I'M FREAKING OUT! I just googled June 1 birthdays and Charlene was born on JUNE 1, 1950! I just NOW found this out! I had already embedded the video and everything before looking it up. I had already written the above parenthetical. My hair is standing on end. I'm dying.

The name is in the mail.

I found someone with a nameless baby. A pregnant friend mentioned on facebook she's looking for a baby name, so I e-mailed her my list of suggestions. (Yes, I realize lamenting on facebook is not the same as actually soliciting me for advice. I sent her the list anyway.) She was polite and responded positively. As for the baby, I was happy for her all along, of course, but now I have skin in the game.
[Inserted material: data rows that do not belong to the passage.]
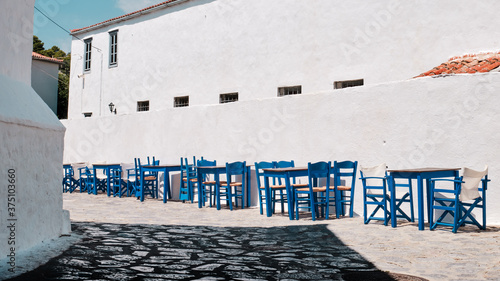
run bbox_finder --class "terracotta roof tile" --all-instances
[415,52,500,78]
[70,0,182,34]
[31,52,63,64]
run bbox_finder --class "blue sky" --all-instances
[33,0,165,53]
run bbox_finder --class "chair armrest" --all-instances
[359,177,387,180]
[431,179,464,183]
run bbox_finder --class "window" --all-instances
[174,96,189,107]
[278,86,302,97]
[109,30,118,66]
[137,100,149,112]
[83,38,92,71]
[333,79,364,89]
[219,93,238,103]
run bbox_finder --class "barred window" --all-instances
[333,79,364,89]
[219,93,238,103]
[109,30,118,66]
[137,100,149,112]
[83,38,92,71]
[278,86,302,97]
[174,96,189,107]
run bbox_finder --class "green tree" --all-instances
[33,36,71,119]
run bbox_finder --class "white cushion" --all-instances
[460,165,488,201]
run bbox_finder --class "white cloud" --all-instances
[116,0,164,14]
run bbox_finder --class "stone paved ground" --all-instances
[4,222,392,281]
[0,193,500,281]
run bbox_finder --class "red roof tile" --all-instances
[70,0,182,34]
[31,52,63,64]
[415,52,500,78]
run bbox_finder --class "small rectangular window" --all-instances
[109,30,118,66]
[333,79,364,89]
[219,93,238,103]
[137,100,149,112]
[174,96,189,107]
[83,38,92,71]
[278,86,302,97]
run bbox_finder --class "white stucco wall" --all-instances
[63,73,500,224]
[0,0,70,278]
[31,59,59,114]
[69,0,500,119]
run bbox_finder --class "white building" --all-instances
[0,0,70,278]
[64,0,500,224]
[31,52,63,114]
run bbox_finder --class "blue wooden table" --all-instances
[139,165,182,203]
[92,164,121,196]
[196,165,251,210]
[388,168,460,230]
[262,167,308,220]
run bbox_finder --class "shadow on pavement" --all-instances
[9,222,395,281]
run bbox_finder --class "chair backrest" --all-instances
[359,163,387,194]
[121,163,135,180]
[226,161,247,183]
[307,162,332,191]
[275,160,295,168]
[255,161,276,188]
[332,161,358,188]
[196,159,217,167]
[460,166,488,201]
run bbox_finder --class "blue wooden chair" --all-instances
[62,165,80,193]
[360,163,391,225]
[255,161,286,215]
[134,158,158,198]
[332,161,358,217]
[196,159,217,207]
[360,163,415,225]
[430,166,490,233]
[272,160,308,210]
[216,161,247,211]
[294,162,332,221]
[120,163,140,197]
[179,156,203,203]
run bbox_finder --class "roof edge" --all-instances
[70,0,189,36]
[31,52,64,64]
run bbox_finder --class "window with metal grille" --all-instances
[174,96,189,107]
[333,79,364,89]
[278,86,302,97]
[219,93,238,103]
[83,38,92,71]
[109,30,118,66]
[137,100,149,112]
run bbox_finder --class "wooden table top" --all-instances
[262,167,308,172]
[387,168,461,173]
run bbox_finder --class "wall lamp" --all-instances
[108,103,116,114]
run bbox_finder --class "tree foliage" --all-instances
[33,35,71,119]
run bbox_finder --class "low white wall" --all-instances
[0,74,70,274]
[63,73,500,224]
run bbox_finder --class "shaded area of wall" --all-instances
[63,73,500,224]
[31,59,59,114]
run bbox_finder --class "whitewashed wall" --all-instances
[0,0,70,272]
[31,59,59,114]
[69,0,500,119]
[63,73,500,224]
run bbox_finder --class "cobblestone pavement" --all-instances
[6,222,393,281]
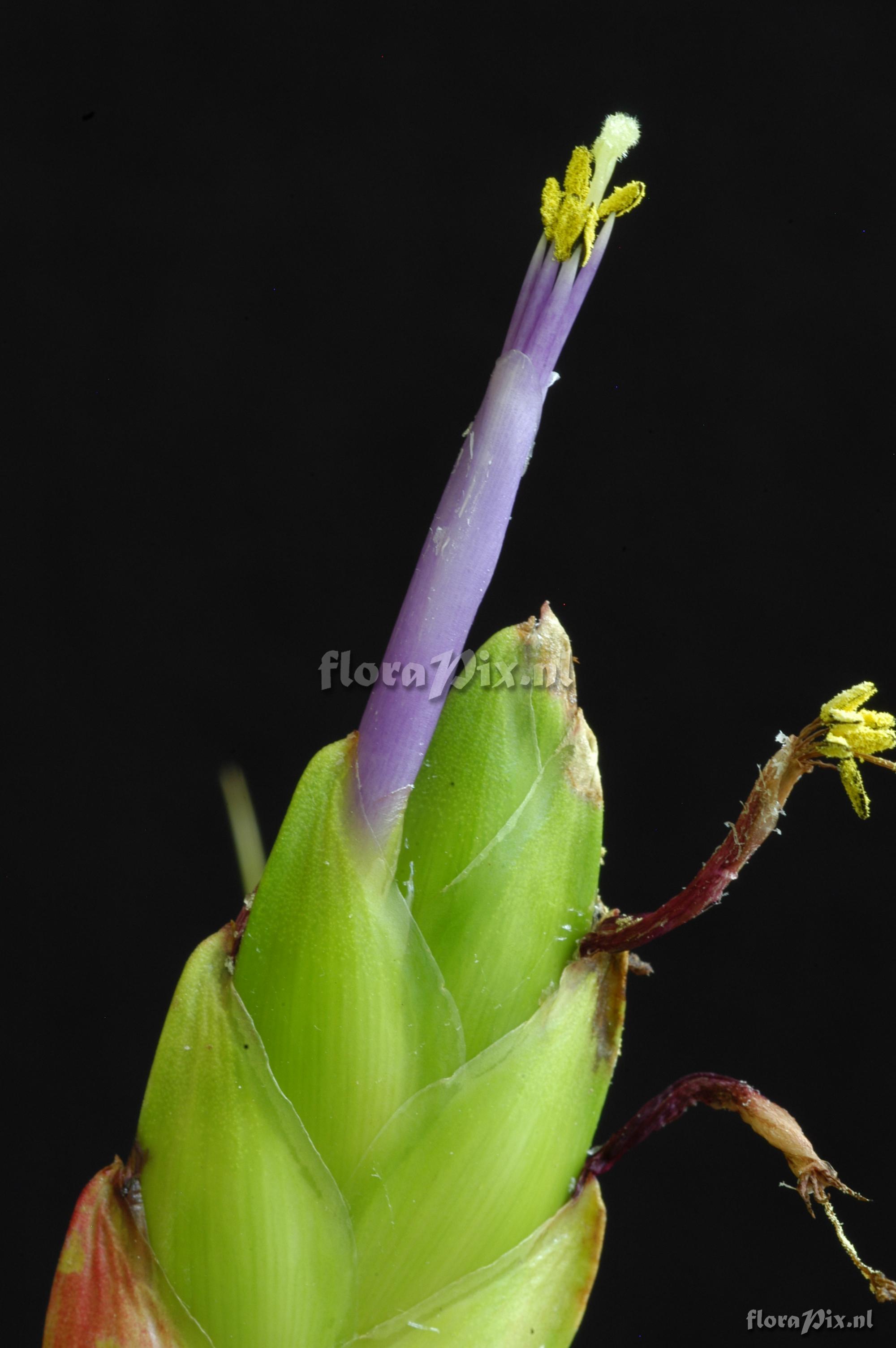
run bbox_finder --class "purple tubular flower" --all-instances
[357,113,643,845]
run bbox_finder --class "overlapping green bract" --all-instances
[131,609,625,1348]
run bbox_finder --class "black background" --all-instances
[5,3,896,1348]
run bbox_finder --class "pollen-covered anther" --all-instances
[542,113,646,266]
[800,681,896,820]
[597,182,647,220]
[542,146,595,262]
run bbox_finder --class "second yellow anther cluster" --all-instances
[818,682,896,820]
[542,146,646,266]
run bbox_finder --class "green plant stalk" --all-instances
[44,117,896,1348]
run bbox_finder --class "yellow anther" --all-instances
[818,679,877,721]
[542,178,563,238]
[563,146,594,209]
[542,142,644,266]
[597,182,647,220]
[814,682,896,820]
[837,757,870,820]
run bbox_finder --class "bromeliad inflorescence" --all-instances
[44,113,896,1348]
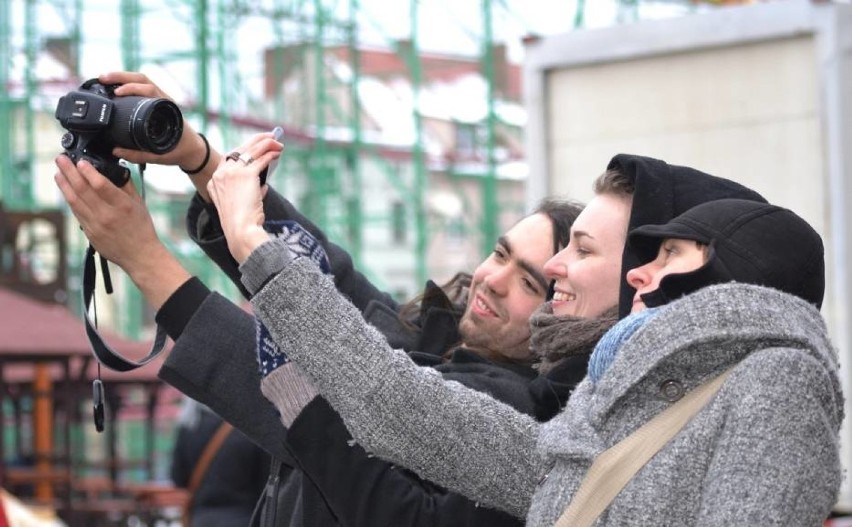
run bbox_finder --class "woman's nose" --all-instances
[542,249,566,280]
[626,264,651,291]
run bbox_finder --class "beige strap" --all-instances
[181,421,234,527]
[554,368,733,527]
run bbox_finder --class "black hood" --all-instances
[607,154,766,318]
[628,199,825,308]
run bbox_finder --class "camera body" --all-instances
[55,79,183,187]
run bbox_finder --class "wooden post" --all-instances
[33,362,53,503]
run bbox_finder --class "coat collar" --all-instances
[589,283,837,425]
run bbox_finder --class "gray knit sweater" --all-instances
[243,245,843,527]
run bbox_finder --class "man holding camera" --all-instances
[51,73,591,526]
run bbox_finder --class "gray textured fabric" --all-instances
[260,362,318,428]
[246,255,843,527]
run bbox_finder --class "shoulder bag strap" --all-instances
[554,368,733,527]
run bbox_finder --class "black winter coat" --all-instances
[171,409,270,527]
[158,191,585,527]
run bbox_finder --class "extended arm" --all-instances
[287,397,521,527]
[243,252,544,517]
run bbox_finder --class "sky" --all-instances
[15,0,695,85]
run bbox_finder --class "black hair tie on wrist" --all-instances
[181,134,210,176]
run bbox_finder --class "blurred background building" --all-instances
[6,0,852,524]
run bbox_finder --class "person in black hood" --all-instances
[627,199,825,310]
[607,154,766,317]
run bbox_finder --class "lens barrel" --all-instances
[109,96,183,154]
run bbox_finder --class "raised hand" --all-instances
[54,155,190,309]
[207,133,283,263]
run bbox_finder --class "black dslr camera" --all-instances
[56,79,183,187]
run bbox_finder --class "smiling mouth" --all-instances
[553,291,577,302]
[473,295,497,317]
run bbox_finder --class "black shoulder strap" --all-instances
[83,245,166,372]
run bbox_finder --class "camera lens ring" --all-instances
[127,97,183,154]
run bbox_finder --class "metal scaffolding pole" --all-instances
[481,0,499,256]
[408,0,429,284]
[0,2,14,206]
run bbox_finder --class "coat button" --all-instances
[660,379,684,403]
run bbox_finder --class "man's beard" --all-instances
[459,312,530,360]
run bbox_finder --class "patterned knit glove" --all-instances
[255,220,331,377]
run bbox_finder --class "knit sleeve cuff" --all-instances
[260,362,319,428]
[240,238,292,296]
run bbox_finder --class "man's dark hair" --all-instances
[530,198,583,254]
[594,168,636,198]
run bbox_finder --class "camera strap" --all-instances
[83,244,166,432]
[83,245,167,372]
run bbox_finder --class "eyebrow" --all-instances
[497,236,549,291]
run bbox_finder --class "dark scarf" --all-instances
[530,302,618,374]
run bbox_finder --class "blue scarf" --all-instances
[589,308,659,383]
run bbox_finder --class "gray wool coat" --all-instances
[243,251,843,527]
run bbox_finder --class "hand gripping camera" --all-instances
[56,79,183,187]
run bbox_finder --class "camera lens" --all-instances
[111,96,183,154]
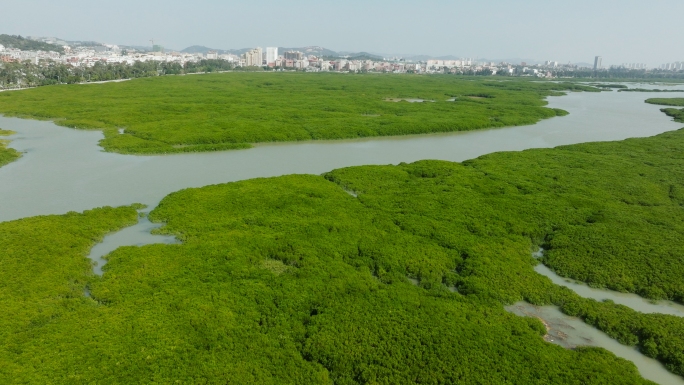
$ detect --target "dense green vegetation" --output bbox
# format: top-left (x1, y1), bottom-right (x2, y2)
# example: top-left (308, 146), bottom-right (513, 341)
top-left (0, 73), bottom-right (596, 153)
top-left (618, 88), bottom-right (682, 92)
top-left (0, 124), bottom-right (684, 384)
top-left (0, 60), bottom-right (248, 88)
top-left (0, 181), bottom-right (646, 384)
top-left (0, 128), bottom-right (21, 167)
top-left (646, 98), bottom-right (684, 123)
top-left (0, 34), bottom-right (64, 53)
top-left (592, 83), bottom-right (627, 89)
top-left (660, 108), bottom-right (684, 123)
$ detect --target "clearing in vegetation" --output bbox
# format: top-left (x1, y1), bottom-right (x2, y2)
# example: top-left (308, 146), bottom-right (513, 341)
top-left (0, 73), bottom-right (598, 154)
top-left (0, 120), bottom-right (684, 384)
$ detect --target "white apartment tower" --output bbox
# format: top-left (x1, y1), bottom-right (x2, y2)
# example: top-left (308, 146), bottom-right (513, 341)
top-left (594, 56), bottom-right (603, 71)
top-left (266, 47), bottom-right (278, 65)
top-left (242, 47), bottom-right (264, 67)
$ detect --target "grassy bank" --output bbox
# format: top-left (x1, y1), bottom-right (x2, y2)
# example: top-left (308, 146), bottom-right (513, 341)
top-left (0, 73), bottom-right (597, 154)
top-left (0, 121), bottom-right (684, 384)
top-left (646, 98), bottom-right (684, 123)
top-left (0, 129), bottom-right (21, 167)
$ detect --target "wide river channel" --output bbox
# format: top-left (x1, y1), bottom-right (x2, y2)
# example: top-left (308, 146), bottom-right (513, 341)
top-left (0, 85), bottom-right (684, 384)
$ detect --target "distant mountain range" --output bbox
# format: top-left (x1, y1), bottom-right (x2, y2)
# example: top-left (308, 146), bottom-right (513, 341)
top-left (13, 35), bottom-right (593, 67)
top-left (181, 45), bottom-right (382, 60)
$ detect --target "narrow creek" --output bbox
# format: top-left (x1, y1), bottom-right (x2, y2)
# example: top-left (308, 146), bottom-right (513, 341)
top-left (532, 249), bottom-right (684, 317)
top-left (86, 213), bottom-right (180, 274)
top-left (0, 86), bottom-right (684, 221)
top-left (506, 302), bottom-right (684, 385)
top-left (505, 249), bottom-right (684, 385)
top-left (0, 82), bottom-right (684, 385)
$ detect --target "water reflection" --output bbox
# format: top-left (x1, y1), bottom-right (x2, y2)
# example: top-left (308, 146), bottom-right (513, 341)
top-left (533, 249), bottom-right (684, 317)
top-left (86, 212), bottom-right (179, 274)
top-left (0, 92), bottom-right (682, 221)
top-left (506, 302), bottom-right (684, 385)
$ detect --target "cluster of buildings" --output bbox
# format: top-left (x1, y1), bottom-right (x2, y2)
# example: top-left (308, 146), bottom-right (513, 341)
top-left (0, 44), bottom-right (230, 67)
top-left (660, 61), bottom-right (684, 71)
top-left (0, 39), bottom-right (684, 77)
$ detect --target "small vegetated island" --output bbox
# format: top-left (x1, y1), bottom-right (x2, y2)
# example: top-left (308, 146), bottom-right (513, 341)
top-left (0, 73), bottom-right (598, 154)
top-left (0, 117), bottom-right (684, 384)
top-left (0, 128), bottom-right (21, 167)
top-left (646, 98), bottom-right (684, 123)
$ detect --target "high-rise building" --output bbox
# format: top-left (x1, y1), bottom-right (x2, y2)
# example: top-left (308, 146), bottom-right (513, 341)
top-left (242, 47), bottom-right (264, 67)
top-left (594, 56), bottom-right (603, 71)
top-left (266, 47), bottom-right (278, 65)
top-left (284, 51), bottom-right (304, 60)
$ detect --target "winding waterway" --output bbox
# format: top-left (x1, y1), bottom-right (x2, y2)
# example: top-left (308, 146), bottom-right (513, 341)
top-left (0, 86), bottom-right (683, 221)
top-left (88, 215), bottom-right (179, 275)
top-left (0, 87), bottom-right (684, 384)
top-left (506, 302), bottom-right (684, 385)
I can't wait for her to deliver so I can see if she picked something I recommended. Should I bill her now or after the birth?

Vegan Week

I have mentioned before my desire to adopt a vegan diet. Well, I accidentally started last week and now I'm on Day 8. Turns out, once I tried to break my latte addiction, I substituted with lots of salad. I've had good restaurant experiences so far, the best at a Salvadoran place. My 11-year-old (you know, the nameless girl) baked vegan cookies yesterday. They're called Chocolate Peanut Butter Pillows. Fabulous.

I don't have lofty goals to make this a lifetime lifestyle, but I'm so enjoying it right now.

Fun Fact: Oreos are vegan.

One room, two sides

The getting rid of shit initiative continues - slowly, but it continues. My house might need some fiber.

Slight progress has been made. You know I gutted the armoire of its art supplies and I made a trip to Goodwill. We have also painted our living room and dining room white. We're now calling our office The Yoga Room. We don't do yoga, but expect to be motivated to take it up by an uncluttered space called The Yoga Room. Any day now. (I have made zero progress on our master bedroom - it is still "before.") Every room is in a transitional phase.

Here are opposite ends of my living room today.
By the door, a new pile of shit for Goodwill. Yippee, progress.

On the mantle, a new configuration.  The painting deserves a close-up.

A dear 12-year-old friend of ours painted this and gifted us with it. It's our backyard. We only just took down the swing set a few weeks back, which makes the painting even sweeter.